Z. Zhang, Z. Wei, Z. Huang, R. Niu, P. Wang

Neurocomputing, 2023

2023

Fine-Grain Alignment for Text-Based Person Retrieval via Semantics-Centric Visual Division

Z. Wei*, Z. Zhang*, P. Wu, J. Wang, P. Wang, Y. Zhang

IEEE TCSVT, 2023

Experience

Mar 2023 - Present

Northwestern Polytechnical University

PhD candidate in Computer Science and Technology. Direct PhD program, advised by Prof. Peng Wang.

Aug 2023 - Jul 2024

ETH Zurich, Computer Vision Lab

Visiting PhD student / Academic Guest. Research on vision-language modeling for embodied intelligence and perception-centric decision-making.

Apr 2021 - Mar 2023

Alibaba Group, Beijing

Research intern, Algorithm Engineer. Large-scale multimodal modeling for e-commerce content understanding, copywriting generation, and customer QA.

Sep 2017 - Oct 2022

Northwestern Polytechnical University

B.Eng. and M.Sc. coursework in Computer Science and Technology.

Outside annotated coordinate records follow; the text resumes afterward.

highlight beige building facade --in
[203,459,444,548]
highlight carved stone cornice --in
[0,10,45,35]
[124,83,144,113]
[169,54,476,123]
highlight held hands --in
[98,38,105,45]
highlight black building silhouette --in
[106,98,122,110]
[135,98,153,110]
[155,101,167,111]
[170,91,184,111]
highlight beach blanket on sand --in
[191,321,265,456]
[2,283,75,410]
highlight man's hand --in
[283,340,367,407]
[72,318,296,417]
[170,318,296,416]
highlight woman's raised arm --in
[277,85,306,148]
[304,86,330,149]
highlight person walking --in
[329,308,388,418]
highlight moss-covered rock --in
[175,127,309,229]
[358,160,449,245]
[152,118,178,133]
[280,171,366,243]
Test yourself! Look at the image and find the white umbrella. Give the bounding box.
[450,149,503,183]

Selected for the direct PhD track.

Academic Service

Conference reviewer for CVPR 2026, AAAI 2026, ICML 2025, ACM MM 2024-2025, and BMVC 2023-2025. Journal reviewer for TCSVT, TGRS, TIP, Neurocomputing, and other venues.

Awards and Honors

Recipient of doctoral research funding as principal applicant / project lead, robotics and innovation competition awards, scholarships, two authorized national patents, and one international patent under review.

Skills

C/C++, Python, Java, PyTorch, Linux, Git, ROS, model design, training, fine-tuning, optimization, and evaluation. I am experienced with LVLM/LLM workflows, large vision-language model training and fine-tuning, multimodal data construction, benchmark design, and research-to-deployment engineering. Research expertise includes vision-language models, multimodal generative modeling, visual grounding, referring expression comprehension, image-text retrieval, and embodied vision-language intelligence.